Derin devlet bunu PKK’ye sahte enformasyon vererek yaptırdı. Ve af gündemden kalktı. Aradan 17 yıl geçti Türkiye hâlâ o noktaya gelemedi. Kürt sorununda çözüme en çok yaklaşılan nokta oydu. 1993 mayıs aylarıydı...
Kürt sorununu çözebilmek için sizce ne yapmak gerekiyor?
Taraflar biraraya gelsin deniyor ya bu gerçekçi değil. Önce Ankara’da taraflar bir araya gelmeli. Genelkurmay, bürokrasi, dışişleri, yargı, MİT, hükümet sivil ve demokratik bir çözümde uzlaşmalı.
PKK’yı dağdan indirmek için ne yapmalı?
Aftan önce, bu insanları dağa götüren gerekçeler ortadan kalkmalı. Yeni anayasa yapılır ve vatandaşlık tanımı etnisiteye bağlanmazsa... Kürtlerin dağlarında her yere ‘Ne Mutlu Türküm’ yazılmazsa, ‘Türk öğün, çalış, güven’ gibi laflar kaldırılırsa... Bunlar iyiye gidişin işaretleri olur.

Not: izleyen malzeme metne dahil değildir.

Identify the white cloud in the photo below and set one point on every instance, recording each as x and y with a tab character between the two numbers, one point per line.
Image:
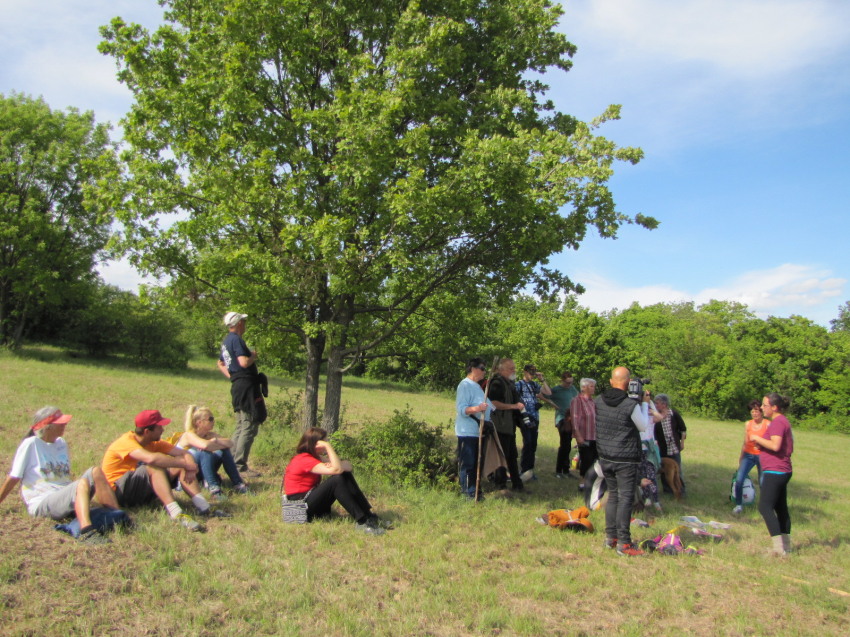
749	39
780	291
123	275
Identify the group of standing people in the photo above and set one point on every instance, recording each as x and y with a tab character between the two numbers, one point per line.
627	435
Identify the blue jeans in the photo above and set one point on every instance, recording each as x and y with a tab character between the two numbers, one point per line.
748	461
529	447
467	457
210	462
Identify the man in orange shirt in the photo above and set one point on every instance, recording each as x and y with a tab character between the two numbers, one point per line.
140	467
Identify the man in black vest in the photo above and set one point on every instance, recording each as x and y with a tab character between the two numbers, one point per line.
505	398
239	364
619	421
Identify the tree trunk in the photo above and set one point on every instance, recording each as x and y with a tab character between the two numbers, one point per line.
315	349
333	390
19	330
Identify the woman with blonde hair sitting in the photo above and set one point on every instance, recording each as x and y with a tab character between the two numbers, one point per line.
210	451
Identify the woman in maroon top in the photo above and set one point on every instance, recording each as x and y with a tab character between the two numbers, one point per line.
302	480
777	445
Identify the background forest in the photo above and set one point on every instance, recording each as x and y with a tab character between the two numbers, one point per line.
712	359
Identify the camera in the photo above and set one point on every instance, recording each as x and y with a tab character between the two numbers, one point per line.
636	387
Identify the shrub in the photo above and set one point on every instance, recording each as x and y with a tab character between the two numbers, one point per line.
280	433
401	450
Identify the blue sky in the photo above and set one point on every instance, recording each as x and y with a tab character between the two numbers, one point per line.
739	105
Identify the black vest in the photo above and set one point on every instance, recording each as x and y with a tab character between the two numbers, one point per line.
617	438
504	419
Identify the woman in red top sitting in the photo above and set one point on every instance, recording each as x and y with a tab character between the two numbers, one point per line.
314	458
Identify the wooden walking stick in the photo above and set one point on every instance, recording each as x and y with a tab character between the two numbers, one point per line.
481	427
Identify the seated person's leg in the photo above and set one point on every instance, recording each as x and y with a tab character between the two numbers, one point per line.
208	464
230	469
322	497
60	504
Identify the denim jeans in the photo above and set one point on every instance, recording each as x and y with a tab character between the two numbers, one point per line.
620	478
748	461
529	447
467	457
209	462
678	458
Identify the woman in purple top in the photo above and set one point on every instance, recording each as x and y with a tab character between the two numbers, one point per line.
777	445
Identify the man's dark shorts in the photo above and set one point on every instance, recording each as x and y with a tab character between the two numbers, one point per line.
134	488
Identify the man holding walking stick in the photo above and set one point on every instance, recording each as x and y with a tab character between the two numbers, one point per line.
471	405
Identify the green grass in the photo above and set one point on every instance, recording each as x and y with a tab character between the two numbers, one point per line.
449	568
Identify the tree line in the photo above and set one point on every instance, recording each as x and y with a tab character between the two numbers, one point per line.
377	187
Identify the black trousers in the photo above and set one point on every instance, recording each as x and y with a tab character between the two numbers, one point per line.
565	433
620	479
342	488
508	442
773	502
587	455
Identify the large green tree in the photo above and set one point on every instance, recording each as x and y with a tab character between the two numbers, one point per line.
50	236
335	164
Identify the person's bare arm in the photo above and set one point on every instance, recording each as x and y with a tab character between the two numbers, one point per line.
207	444
333	466
773	444
506	406
183	460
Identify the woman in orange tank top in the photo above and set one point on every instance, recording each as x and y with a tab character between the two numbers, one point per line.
749	453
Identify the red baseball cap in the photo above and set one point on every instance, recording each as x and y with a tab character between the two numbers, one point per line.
149	418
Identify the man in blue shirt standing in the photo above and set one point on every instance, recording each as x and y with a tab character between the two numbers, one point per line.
471	406
239	364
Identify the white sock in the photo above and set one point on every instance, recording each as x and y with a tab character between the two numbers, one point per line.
173	510
200	503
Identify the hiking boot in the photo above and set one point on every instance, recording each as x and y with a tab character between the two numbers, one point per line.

Türk tarafı PKK’yı dağdan indirmek için gerekli tedbirlerin alınmasını tasvip eder mi peki?
Uzun vadede kendisi için iyi olacağını onlara anlatmak lazım. Daha çok tabut istenmiyorsa demokratikleşmeden başka çıkış yolu yok. Üstelik demokratikleşmede kimse kimseye bir şey vermiyor ki. Kimsenin biri şeyi eksilmiyor ki. Aksine toplumun içindeki zenginlikler artıyor.
DTP kapatılırsa, siyasi sonuçları ne olur?
Siyasi yasaklar gelirse parlamentoda grup kuramazlar. DTP’nin kapatılması Öcalan’ın ve PKK’nin işine geliyor. DTP kapatılınca PKK kapatılmış olmuyor ki. Sadece siyasi kadro zayıflıyor. Zaten Öcalan ve PKK, DTP’nin parlamentoya girmesini çok arzulamamıştı. Tabanın isteğine uydular. Yoksa kendileri dışında bir yapının ortaya çıkmasını ve meşru adres olarak görülmesini istemezler. Ayrıca DTP’nin kapatılması PKK için meşruiyet zeminidir. ‘Ne yapabilirim, mecburen yeraltında örgütleniyorum’ diyor.